Qui est Arnaud Rousseau, céréalier, patron de l’agroalimentaire et nouveau chef de la FNSEA

1448
⏱ Lecture 2 mn.

Arnaud Rousseau, grand cultivateur et président du géant des huiles Avril, a pris jeudi la tête du syndicat agricole majoritaire français, la FNSEA, qui a l’oreille des dirigeants politiques depuis 77 ans.

Elu par ses pairs, M. Rousseau, 49 ans, était le seul candidat à la présidence de la Fédération nationale des syndicats d’exploitants agricoles (FNSEA).  Plaidant pour un « nouveau pacte avec la société », selon lui déconnectée des réalités agricoles et des saisons, il a présenté ses priorités: « la souveraineté et la compétitivité », qui vont de pair avec « le revenu des agriculteurs, encore loin d’être au niveau » pour attirer les nouvelles générations.  L’agriculteur seine-et-marnais prend la suite de l’éleveuse de porcs Christiane Lambert qui a dirigé le syndicat pendant six ans avant d’annoncer, fin 2022, qu’elle ne souhaitait pas de troisième mandat. Mme Lambert reste présidente du Copa, principale organisation de défense des intérêts des agriculteurs au niveau européen.

« Produire »

Lobby efficace, la FNSEA a largement façonné la politique agricole française depuis sa création après-guerre, dans une forme de « cogestion » dénoncée par les organisations concurrentes.  Le syndicat patronal revendique encore 210.000 adhérents (anciens exploitants inclus).
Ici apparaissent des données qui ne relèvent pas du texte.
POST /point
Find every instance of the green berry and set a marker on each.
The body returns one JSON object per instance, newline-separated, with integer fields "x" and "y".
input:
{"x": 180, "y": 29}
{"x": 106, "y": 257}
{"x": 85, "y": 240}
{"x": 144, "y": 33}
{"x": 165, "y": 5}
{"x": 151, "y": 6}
Avec 55,55% des voix aux dernières élections professionnelles, il garde le contrôle de la plupart des chambres d’agriculture.  Dans un message transmis à l’AFP, le ministre de l’Agriculture Marc Fesneau a adressé ses « félicitations » à Arnaud Rousseau.  « Dans un dialogue lucide et exigeant avec les organisations professionnelles agricoles, mais aussi avec la société dans son ensemble, je sais que nous saurons travailler à un chemin commun pour faire face à un défi: celui du renouvellement des générations », a-t-il souligné.  Dans un entretien accordé à l’AFP, M. Rousseau a expliqué qu’il avait pour objectif, d’ici trois ans, de gagner du terrain dans l’assiette des Français (60% des fruits et la moitié des poulets sont importés).  « Il faut qu’on continue à produire, et dire cela, ce n’est pas du productivisme », a-t-il déclaré, alors qu’il est régulièrement reproché à la FNSEA d’alimenter un modèle agricole attaché avant tout à faire du volume au détriment de la biodiversité et du bien-être des animaux d’élevage.  « Ce nouveau président coche toutes les cases pour poursuivre sur une vision conservatrice de l’agriculture, où productivisme et agrobusiness dominent », a réagi Greenpeace.

Pesticides et Europe

Le syndicat est en première ligne pour dénoncer les interdictions, sans alternatives, de pesticides, ou pour défendre les « bassines » de stockage d’eau du Marais poitevin.  Sur ces sujets, ses positions sont alignées sur celles du gouvernement.  Marc Fesneau avait été applaudi par les syndicalistes de la FNSEA fin mars, en annonçant qu’il avait demandé à l’agence sanitaire Anses une « réévaluation de sa décision » sur un herbicide très utilisé pour les maïs, soja et tournesol, le S-métolachlore, dont les dérivés chimiques ont été détectés au-delà des limites autorisées dans des eaux souterraines – et donc potentiellement dans l’eau potable.  « Evidemment que c’est un problème pour l’agriculteur que je suis, on ne vit pas à l’écart de la société », mais « s’il faut qu’on en sorte, on doit le faire de manière harmonisée » avec les voisins européens « et on doit le faire avec des solutions alternatives », a dit M. Rousseau à l’AFP.  Le bureau de la FNSEA a été renouvelé jeudi: il compte notamment le céréalier et éleveur de porcs de la Marne Hervé Lapie (secrétaire général), le viticulteur de l’Hérault Jérôme Despey (premier vice-président) et l’éleveur bovin du Cantal Patrick Benezit (deuxième vice-président).  Producteur de grandes cultures (colza, tournesol, blé, betterave, maïs) en Seine-et-Marne, M. Rousseau est aussi président du groupe agro-industriel Avril, dont il gardera la tête.  Ce géant des huiles (près de sept milliards de chiffre d’affaires en 2021) doublé d’une société d’investissement, est présent dans les placards des Français via les marques Lesieur et Puget, mais ce n’est qu’une partie de son activité. Il est aussi actif dans l’alimentation des animaux d’élevage, les agrocarburants ou encore la chimie des huiles et protéines végétales.